Every day in his practice as a private conservator, de Vries is faced with issues and contradictions around perfection and worth. Western society values the perfection of objects of decorative art, discarding those pieces that are beyond repair or seeking individuals like de Vries who can repair and hide the evidence of time and use.

Eastern cultures, on the other hand, and specifically the Japanese tradition of kintsugi celebrate the history of an object, highlighting the repairs with the use of lustre and gold, so acknowledging the beauty of the restoration.

Cream white pottery bowl with kintsugi repair, China, Tang dynasty, 618-907 AD

Above: Cream white pottery bowl with kintsugi repair, China, Tang dynasty, 618-907 AD.

It is in the latter that De Vries aligns himself as an artist. Inspired by the fragments of discarded ceramics and glass within his studio, he became fascinated by the idea of using these mementoes to give them a new life and narrative.

Blurring boundaries

De Vries' work is particularly unique as it blurs the usual boundaries between archaeology, conservation and making. His artworks are imaginative re-imaginings of beauty, the artist using his skills as a conservator to create artworks, emphasising their past trauma and instilling new virtues and values.

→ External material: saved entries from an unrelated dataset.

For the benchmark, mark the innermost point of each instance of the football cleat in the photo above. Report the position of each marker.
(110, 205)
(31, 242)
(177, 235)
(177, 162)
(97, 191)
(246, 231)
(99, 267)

He calls this 'the beauty of destruction', where instead of hiding the evidence of the trauma of breakage, he highlights it and 'moves their stories forward', creating works from evocative still lives, through to comments on society and also whimsical characters.

Bouke de Vries at work in his studio ©The artist.

Above: Bouke de Vries at work in his studio ©The artist.

Cloud Glass 1

The work Cloud Glass 1 was created as one of a series of accompanying smaller versions of the centre piece of de Vries' installation War and Pieces.

War and Pieces is a 8 meter long re-imagined banqueting scene that was created in 2014 for his first major solo show at the Holborn Museum, it toured to Chateau de Nyon in Switzerland where the additional smaller versions were created for the display.

Taking inspiration from the tradition of grand banquets and balls held on the eve of battle, and also the 17th century custom of decorating banqueting tables with extravagant sugar sculptures. The installation is created from thousands of fragments of white porcelain in the form of an epic battle, culminating in a striking mushroom cloud.

War & Pieces, 2014 © The artist.

Above: War & Pieces, 2014 ©The artist.

[The mushroom cloud is] the ultimate symbol of destruction and in my interpretation, everything that is broken gets sucked in to it; in doing so it creates something beautiful. I have always been fascinated by how something that is so destructive can look so strangely beautiful.
- Bouke de Vries

Cloud Glass 1 is built around a perspex core, with the fragments stuck together with a very high quality silicone adhesive, a material he has used for years both in his work as a conservator and as an artist. This piece, like all of de Vries' work, pushes the boundaries of how we view Decorative Art objects and their role in our lives once they become damaged, or in western ideals, less than perfect.